Challenges in Applying Machine Learning Methods: Studying Political - PowerPoint PPT Presentation

Challenges in Applying Machine Learning Methods: Studying Political Interactions on Social Networks CHAYA LIEBESKIND* AND KARINE NAHON ~ *Jerusalem College of Technology, Lev Academic Center, Jerusalem/Israel ~ Interdisciplinary Center Herzliya, Israel and University of Washington, USA

Social Networks A vast amounts of user-generated content An opportunity for research to understand behavioral questions Political Interactions

Machine Learning • Manual content analysis • Requires high levels of efforts and time to code and analyze • Machine Learning • Analyze vast amounts of data automatically Supervised machine learning methods for political-orientated classification tasks

Supervised Machine Learning Predicting Training a classifier Preparing a dataset

Challenges in classifying relevance of political comments while using supervised ML techniques

Comment Relevance Classification "I am speaking now about the security situation in Israel. I will address the lies that the Palestinian Authority continues to tell." "This is the truth sayings by Prime Minister of Israel..."

Comment Relevance Classification "The danger in the coming elections is the establishment of a leftist government … " "Would love to have seen this sub- titled in English!"

Comment Relevance Classification in Facebook • A corpus of 4.8 million comments written in Hebrew by users replying to 41,882 politicians' posts • Posted on Facebook during 2014-2015 • Average length of a comment is 7 words • Average length of a post is 22 words • A sub-corpus of 1,397 comments was manually annotated for relevance classification • 803 positive examples and 594 negative examples

Preparing a dataset for training An iterative process: • Requires further refinement of the coding guidelines • Until reaching an appropriate inter-rater reliability of agreement

Preparing a dataset for training The subset of training examples should follow the distribution of the data • Under-sampling MKs on the ‘ long tail ’

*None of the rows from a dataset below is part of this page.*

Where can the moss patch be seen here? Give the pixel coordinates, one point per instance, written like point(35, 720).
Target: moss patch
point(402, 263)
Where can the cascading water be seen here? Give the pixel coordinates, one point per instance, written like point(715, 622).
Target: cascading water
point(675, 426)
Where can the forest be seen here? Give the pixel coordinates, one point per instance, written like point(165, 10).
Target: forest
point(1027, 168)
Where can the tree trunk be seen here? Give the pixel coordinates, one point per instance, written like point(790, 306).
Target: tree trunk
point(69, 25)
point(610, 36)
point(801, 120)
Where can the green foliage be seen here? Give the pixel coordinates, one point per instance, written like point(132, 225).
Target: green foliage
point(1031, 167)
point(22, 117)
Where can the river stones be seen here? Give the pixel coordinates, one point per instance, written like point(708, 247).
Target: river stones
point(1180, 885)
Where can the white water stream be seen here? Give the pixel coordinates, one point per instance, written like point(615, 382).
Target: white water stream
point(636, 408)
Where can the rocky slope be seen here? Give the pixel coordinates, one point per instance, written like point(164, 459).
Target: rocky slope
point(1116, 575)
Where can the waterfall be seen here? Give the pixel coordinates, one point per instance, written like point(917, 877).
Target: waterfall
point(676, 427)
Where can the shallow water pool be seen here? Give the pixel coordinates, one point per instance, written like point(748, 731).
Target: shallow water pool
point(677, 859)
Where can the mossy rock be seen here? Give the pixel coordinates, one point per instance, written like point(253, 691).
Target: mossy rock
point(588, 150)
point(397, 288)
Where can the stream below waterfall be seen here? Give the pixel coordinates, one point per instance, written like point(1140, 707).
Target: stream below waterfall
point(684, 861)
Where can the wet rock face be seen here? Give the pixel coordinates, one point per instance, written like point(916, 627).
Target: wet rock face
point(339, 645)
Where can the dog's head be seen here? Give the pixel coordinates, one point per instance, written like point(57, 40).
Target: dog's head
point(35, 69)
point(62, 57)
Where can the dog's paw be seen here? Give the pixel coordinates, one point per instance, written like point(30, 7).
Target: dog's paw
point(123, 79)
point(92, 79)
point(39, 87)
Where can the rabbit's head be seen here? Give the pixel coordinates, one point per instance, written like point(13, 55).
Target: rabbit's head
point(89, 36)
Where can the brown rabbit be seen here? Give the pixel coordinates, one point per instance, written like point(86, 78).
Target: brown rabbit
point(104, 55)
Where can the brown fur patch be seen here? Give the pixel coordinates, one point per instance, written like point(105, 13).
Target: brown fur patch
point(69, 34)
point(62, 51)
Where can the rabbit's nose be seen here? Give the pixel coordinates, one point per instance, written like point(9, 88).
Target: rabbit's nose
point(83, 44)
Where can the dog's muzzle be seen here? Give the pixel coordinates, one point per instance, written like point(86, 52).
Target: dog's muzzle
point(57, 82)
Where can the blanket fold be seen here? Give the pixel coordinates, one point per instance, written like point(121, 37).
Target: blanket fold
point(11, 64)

Training a classifier • Extracting a feature set • Word representation • Character n-grams representation • Metadata features • Applying feature selection methods • Enriching the feature set to optimize the classification performance

Training a classifier A comparison of character n-grams configurations Character N-grams Accuracy (%) F-Measure Input is the comment text: n=2 63.72 0.75 n=3 69.23 0.78 n=4 68.48 0.77 n=5 69.57 0.78 Input is both the post and the comment text: Character N-grams Accuracy (%) F-Measure n=2 68.14 0.74 n=3 59.7 0.78 n=4 76.79 0.82 n=5 72.9 0.8

Training a classifier • Selecting a supervised learning algorithm • Analyzing the classification results ML method Accuracy % F-Measure RandomForest 73.52 0.78 Decision Tree 63.1 0.72 Bayes Network 59.9 0.72 Supported Vector Machine (SVM) 76.79 0.82 Logistic Regression 79.17 0.83 Bagging 71 0.77 AdaBoost 60.11 0.73

Predicting classification of big data • To achieve a higher accuracy • Use algorithms that produce probabilities of membership (P(class|input)) we are currently running our trained classifier to predict the Feature reduction made the prediction of large comment relevance classification of over than 5M comments amount of texts computationally feasible

Challenges in Applying Machine Learning Methods: Studying Political - PowerPoint PPT Presentation

Challenges in Applying Machine Learning Methods: Studying Political Interactions on Social Networks CHAYA LIEBESKIND* AND KARINE NAHON ~ *Jerusalem College of Technology, Lev Academic Center, Jerusalem/Israel ~ Interdisciplinary Center Herzliya,

Introduction to Machine Learning Introduction to Machine Learning Introduction to Machine

Applying to Medical School 2016-2017 Applying to Medical School Halifax and

OKLAHOMA OKLAHOMA ACCOUNTANCY BOARD ACCOUNTANCY BOARD: : APPLYING FOR THE EXAM APPLYING FOR

Applying CEFR to teaching and assessing Applying CEFR to teaching and assessing Chinese as a

Applying and Refining the Leoni WCS Kaizen Production System Dr. Michael Gawronski Applying and

Applying for a Applying for a UK Visitor Visa UK Visitor Visa 2 The UKs visa service

Applying to Applying to Universities in the Universities in the USA USA Running order The

Applying for Financial Aid National College Fair 2018 Applying for Financial Aid Begin- as

APPLYING THE METHOD APPLYING THE METHOD OF MOMENTS TO OF MOMENTS TO DEVELOP RELIABILITY

Applying TSP for Applying TSP for Services: Services: Seven Key Lessons Seven Key Lessons

Applying Ontology in Network Analysis EWG-DSS Research Collaboration Network EWG-DSS Collab-Net

Turning spaghetti into lasagne Applying the principles of application frameworks to Applying the

Applying Trust Policies for Protecting Applying Trust Policies for Protecting Mobile Agents

A Machine Learning Approach A Machine Learning Approach A Machine Learning Approach A Machine

Machine to Machine Communications As a Service Machine-to-Machine (M2M) refers to technologies

Quantum Machine Learning Adam Brown, HEP-AI Quantum Computing Machine Learning Quantum

The PARSEME Shared Task on Automatic Identification of Verbal Multiword Expressions (1.1) C.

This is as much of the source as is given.